A senior International Monetary Fund (IMF) official asserted that the Indian economy is growing strongly and remains a bright spot in the global landscape despite temporary setback due to demonetisation.
In its annual country report on India, the International Monetary Fund (IMF) said growth is expected at 6.6 per cent in this fiscal year and at 7.2 per cent in the following year.
"The Indian economy is growing strongly and remains a bright spot in the global landscape," the IMF mission chief for India, Paul Cashin said.
Cashin said the halving of global oil prices that began in late 2014 boosted economic activity in India, further improved the external current account and fiscal positions, and helped lower inflation.

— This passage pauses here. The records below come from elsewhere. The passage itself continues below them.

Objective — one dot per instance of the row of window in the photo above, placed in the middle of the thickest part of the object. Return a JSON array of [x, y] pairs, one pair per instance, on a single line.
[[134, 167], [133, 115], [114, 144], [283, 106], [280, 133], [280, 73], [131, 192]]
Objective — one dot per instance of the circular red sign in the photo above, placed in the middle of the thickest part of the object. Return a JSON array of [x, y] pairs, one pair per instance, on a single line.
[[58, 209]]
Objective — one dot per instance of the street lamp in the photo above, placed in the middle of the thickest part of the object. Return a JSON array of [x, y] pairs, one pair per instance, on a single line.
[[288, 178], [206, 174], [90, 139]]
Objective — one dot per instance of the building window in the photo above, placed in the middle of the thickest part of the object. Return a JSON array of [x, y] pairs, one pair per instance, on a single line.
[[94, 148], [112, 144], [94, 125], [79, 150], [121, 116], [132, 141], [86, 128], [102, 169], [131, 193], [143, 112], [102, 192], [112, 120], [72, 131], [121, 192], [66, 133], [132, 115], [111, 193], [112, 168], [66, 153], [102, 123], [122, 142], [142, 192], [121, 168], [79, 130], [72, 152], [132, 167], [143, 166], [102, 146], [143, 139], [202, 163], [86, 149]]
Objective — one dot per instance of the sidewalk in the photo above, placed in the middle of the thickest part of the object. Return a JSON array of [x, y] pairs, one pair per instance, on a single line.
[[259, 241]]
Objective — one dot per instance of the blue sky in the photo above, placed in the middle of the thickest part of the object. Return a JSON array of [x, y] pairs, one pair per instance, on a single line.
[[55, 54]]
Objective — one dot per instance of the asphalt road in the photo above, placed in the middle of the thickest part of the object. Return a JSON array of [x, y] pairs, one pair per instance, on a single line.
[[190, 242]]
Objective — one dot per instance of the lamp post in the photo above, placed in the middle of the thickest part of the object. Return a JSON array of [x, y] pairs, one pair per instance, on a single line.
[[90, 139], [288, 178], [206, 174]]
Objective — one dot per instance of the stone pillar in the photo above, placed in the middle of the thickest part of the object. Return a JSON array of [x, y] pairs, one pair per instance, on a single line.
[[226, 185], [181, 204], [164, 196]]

In addition, continued fiscal consolidation, by reducing government deficits and debt accumulation, and an anti-inflationary monetary policy stance have helped cement macroeconomic stability, he added.
Noting that the government has made significant progress on important economic reforms, which will support strong and sustainable growth going forward, Cashin said the upcoming implementation of the goods and services tax (GST) will help raise India's medium-term growth to above 8 per cent.
GST will enhance the efficiency of production and movement of goods and services across Indian states, he said.
However, there is little scope for complacency. "A key concern for us is the health of the banking system, which is still dealing with a large amount of bad loans, and also heightened corporate vulnerabilities in several key sectors of the economy," he said.
Responding to a question on demonetisation, he said the strong shortage of cash has disrupted economic activities.
However, he said the Indian Government appears to have that taken measures to alleviate payment disruptions, such as temporarily allowing use of old banknotes for purchases of fuel and agricultural inputs, have helped mitigate the'negative impact.
"So we expect the slowdown to be limited and relatively short-lived and the financial system to come through unscathed. Of course, potential loan repayment risks should be monitored carefully, particularly given an already elevated level of non-performing loans," Cashin said.